Generally, We maintain multiple copies of application data for the purpose of fault-tolerance and
data-integrity. There are variety of consensus algorithms to manage multiple copies of data, which
differs in levels of data consistency and performance. Each consensus algorithm may have multiple
industrial implementations. The Consensus Layer aims to hide all complications behind different
consensus algorithms and implementations, providing higher level of abstraction to the user.
# Consensus Layer
### Basic Concepts
* `IStateMachine` is the user application that manages a local copy of data.
* `Peer` is the smallest consensus unit (inside a process), which holds a `IStateMachine`
internally.
* `ConsensusGroup` is a group of `Peer` all managing the same copy of data.
* `IConsensus` interface defines the basic functionality provided by Consensus Layer.
* `ConsensusFactory` is the only factory class exposed to other modules to create a consensus layer
implementation.
User application can create a `ConsensusGroup` with k `Peer` to store data, i.e. that there will be
k copies of data.
When write data into a `ConsensusGroup` using `IConsensus::write`, it will be sent to the group
leader's `IStateMachine::write` . The leader makes decision about this write operation first, then
applies write-operation to the local statemachine using `IStateMachine::write`, and forward this
operation to other members' `IStateMachine::write` in the same group
### How to use
1. Define the `IStateMachine` to manage local copy of data.

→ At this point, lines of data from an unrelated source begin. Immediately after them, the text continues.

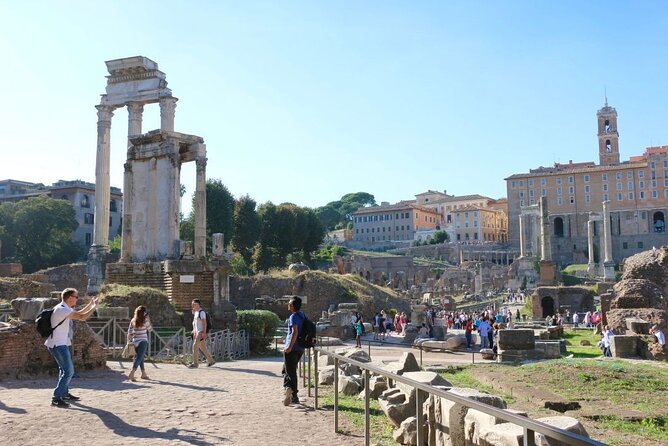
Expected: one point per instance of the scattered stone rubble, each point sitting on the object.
(445, 422)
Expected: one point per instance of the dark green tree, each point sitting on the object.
(247, 227)
(43, 228)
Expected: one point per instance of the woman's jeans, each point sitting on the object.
(141, 352)
(61, 353)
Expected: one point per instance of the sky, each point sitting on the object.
(304, 102)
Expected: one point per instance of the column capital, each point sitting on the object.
(104, 113)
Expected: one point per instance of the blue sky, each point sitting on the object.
(304, 102)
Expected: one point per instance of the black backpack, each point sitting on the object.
(43, 323)
(209, 322)
(307, 337)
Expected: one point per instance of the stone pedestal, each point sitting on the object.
(548, 272)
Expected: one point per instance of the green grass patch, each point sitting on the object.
(352, 409)
(655, 428)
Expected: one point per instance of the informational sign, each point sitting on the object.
(187, 279)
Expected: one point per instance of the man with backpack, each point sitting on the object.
(292, 351)
(200, 330)
(58, 342)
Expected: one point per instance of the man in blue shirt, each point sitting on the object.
(292, 351)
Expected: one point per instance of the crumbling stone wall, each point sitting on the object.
(23, 354)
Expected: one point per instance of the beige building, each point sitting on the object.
(392, 222)
(637, 190)
(468, 217)
(82, 196)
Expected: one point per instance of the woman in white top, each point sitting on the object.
(138, 335)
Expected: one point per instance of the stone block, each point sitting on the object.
(637, 326)
(625, 346)
(475, 421)
(550, 349)
(516, 339)
(451, 414)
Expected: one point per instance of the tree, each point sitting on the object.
(247, 227)
(43, 228)
(219, 210)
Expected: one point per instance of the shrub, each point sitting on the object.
(260, 326)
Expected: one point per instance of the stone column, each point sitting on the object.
(200, 208)
(102, 185)
(167, 111)
(135, 111)
(591, 265)
(522, 236)
(545, 246)
(608, 263)
(126, 240)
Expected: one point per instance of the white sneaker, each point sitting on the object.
(288, 396)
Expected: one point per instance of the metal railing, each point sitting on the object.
(422, 391)
(171, 342)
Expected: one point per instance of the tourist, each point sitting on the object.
(484, 329)
(138, 335)
(359, 330)
(292, 351)
(468, 329)
(606, 341)
(199, 332)
(60, 340)
(659, 335)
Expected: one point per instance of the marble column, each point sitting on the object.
(200, 208)
(126, 239)
(135, 111)
(102, 181)
(545, 245)
(608, 263)
(591, 265)
(167, 112)
(522, 236)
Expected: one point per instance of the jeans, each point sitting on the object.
(141, 352)
(290, 362)
(61, 354)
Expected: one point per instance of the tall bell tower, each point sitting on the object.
(608, 137)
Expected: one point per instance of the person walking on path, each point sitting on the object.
(292, 351)
(60, 340)
(138, 335)
(200, 330)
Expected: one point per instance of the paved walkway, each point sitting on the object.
(237, 403)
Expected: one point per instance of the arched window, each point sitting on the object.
(558, 227)
(659, 222)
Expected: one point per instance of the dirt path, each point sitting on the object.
(236, 403)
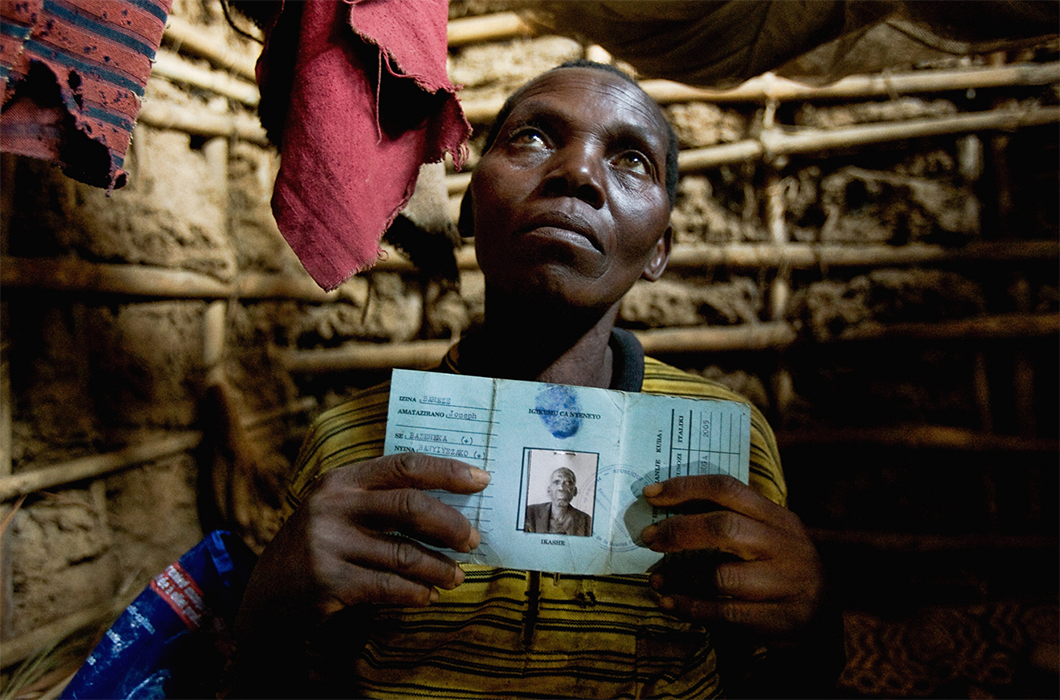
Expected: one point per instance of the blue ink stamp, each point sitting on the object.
(558, 407)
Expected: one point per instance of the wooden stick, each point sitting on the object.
(366, 356)
(76, 470)
(918, 437)
(487, 28)
(303, 405)
(188, 38)
(769, 86)
(21, 647)
(171, 66)
(757, 336)
(773, 143)
(202, 122)
(931, 543)
(80, 276)
(977, 328)
(777, 143)
(753, 336)
(809, 256)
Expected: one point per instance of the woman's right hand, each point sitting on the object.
(356, 538)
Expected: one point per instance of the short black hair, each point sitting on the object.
(671, 156)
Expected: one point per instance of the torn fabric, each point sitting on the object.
(72, 74)
(357, 97)
(722, 42)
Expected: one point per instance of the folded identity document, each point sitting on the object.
(568, 462)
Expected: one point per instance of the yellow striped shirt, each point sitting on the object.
(506, 633)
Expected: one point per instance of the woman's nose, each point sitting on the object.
(578, 171)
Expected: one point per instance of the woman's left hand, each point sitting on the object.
(734, 556)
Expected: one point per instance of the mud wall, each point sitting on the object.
(891, 305)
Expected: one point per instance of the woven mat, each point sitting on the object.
(978, 651)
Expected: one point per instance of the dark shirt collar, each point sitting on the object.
(628, 361)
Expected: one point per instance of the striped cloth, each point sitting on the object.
(72, 73)
(507, 633)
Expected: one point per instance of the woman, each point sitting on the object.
(569, 206)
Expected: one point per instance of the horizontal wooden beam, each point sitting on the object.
(364, 356)
(186, 37)
(773, 143)
(776, 142)
(775, 335)
(487, 28)
(78, 276)
(769, 87)
(917, 437)
(747, 336)
(37, 478)
(928, 543)
(987, 327)
(199, 121)
(172, 67)
(810, 256)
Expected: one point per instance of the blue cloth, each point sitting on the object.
(173, 641)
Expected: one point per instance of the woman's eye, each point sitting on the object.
(634, 161)
(528, 138)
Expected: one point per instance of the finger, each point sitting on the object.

2. Define the `IConsensusRequest` to customize request format
3. Define the `DataSet` to customize the response format
4. Select a specific "IConsensus" class name and call `ConsensusFactory.getConsensusImpl()` to
instantiate the corresponding consensus protocol
# Ratis Consensus Implementation
RatisConsensus is a multi-raft implementation of `IConsensus` protocol. It is based
on [Apache Ratis](https://ratis.apache.org/).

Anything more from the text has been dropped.